What your computer does while you wait - damagednoob
http://duartes.org/gustavo/blog/post/what-your-computer-does-while-you-wait

======
maximilian
Did anybody notice the youtube style comment?:

 _WHAT A WASTE OF TIME AND INTERNET SPACE. WHY NOT REPORT ON THE GOOD THAT OUR
TROOPS ARE DOING IN IRAQ? WHERE ARE THE GOOD STORIES?? OUR FREEDOM FIGHTERS
HAVE OCCOMPLISHED SO MUCH IN THE LAST FEW YEARS, AND THE LIBERAL INTERNET
IGNORES THEM, JUST LIKE THEY IGNORE GOD AND THE TEN COMMANDMENTS!!!
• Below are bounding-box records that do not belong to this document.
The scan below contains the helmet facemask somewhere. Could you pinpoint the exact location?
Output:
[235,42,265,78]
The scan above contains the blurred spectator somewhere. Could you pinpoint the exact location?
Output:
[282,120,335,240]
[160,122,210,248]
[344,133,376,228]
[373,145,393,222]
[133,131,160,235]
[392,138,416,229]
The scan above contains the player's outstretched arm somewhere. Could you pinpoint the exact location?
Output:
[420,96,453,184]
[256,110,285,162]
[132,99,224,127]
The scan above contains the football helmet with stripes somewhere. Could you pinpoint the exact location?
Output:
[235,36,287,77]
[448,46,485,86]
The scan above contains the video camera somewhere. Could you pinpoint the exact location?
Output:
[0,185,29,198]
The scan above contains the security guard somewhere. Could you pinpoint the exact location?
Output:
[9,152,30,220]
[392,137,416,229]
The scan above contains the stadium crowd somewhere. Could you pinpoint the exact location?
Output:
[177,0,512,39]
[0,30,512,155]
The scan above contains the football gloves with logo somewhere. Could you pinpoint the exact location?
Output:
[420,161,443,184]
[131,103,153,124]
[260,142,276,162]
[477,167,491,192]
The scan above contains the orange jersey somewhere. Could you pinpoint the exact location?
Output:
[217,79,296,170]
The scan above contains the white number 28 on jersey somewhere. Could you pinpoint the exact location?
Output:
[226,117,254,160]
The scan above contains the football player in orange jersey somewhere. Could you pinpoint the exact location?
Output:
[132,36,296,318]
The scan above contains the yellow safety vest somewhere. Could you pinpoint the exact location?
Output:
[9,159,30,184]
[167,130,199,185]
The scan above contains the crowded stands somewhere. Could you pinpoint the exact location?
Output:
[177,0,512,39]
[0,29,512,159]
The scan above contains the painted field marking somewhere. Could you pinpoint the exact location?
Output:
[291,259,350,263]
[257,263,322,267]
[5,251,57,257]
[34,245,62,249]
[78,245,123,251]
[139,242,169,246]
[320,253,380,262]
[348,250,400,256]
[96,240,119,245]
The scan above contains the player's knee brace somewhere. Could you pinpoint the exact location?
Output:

IF YOU MUST HATE THE TROOPS FROM YOUR LIBERAL IDEOLOGY, WHY NOT AT LEAST TALK
ABOUT JESUS? I SAW NO REFERENCES TO JESUS ON YOUR WEBSITE!! WHY NO BIBLE
PASSAGES AT LEAST?? THESE MEN ARE DYING FOR YOUR FREEDOM TO SIT AROUND AND
TYPE USELESS CRAP, AND ALL YOU CAN DO IS DEFICATE ON THEIR IMAGE AND THE
SAVIOR FOR WHOM THEY ARE WORKING.

YOU ARE JUST ANOTHER LIBERAL TERRORIST. HOPEFULLY THIS ECONOMY WILL CLEAN UP
THE INTERNET AND GET RID OF WEBSITES LIKE THIS. ENJOY HOMELESSNESS, APOSTATE._

WTF is it?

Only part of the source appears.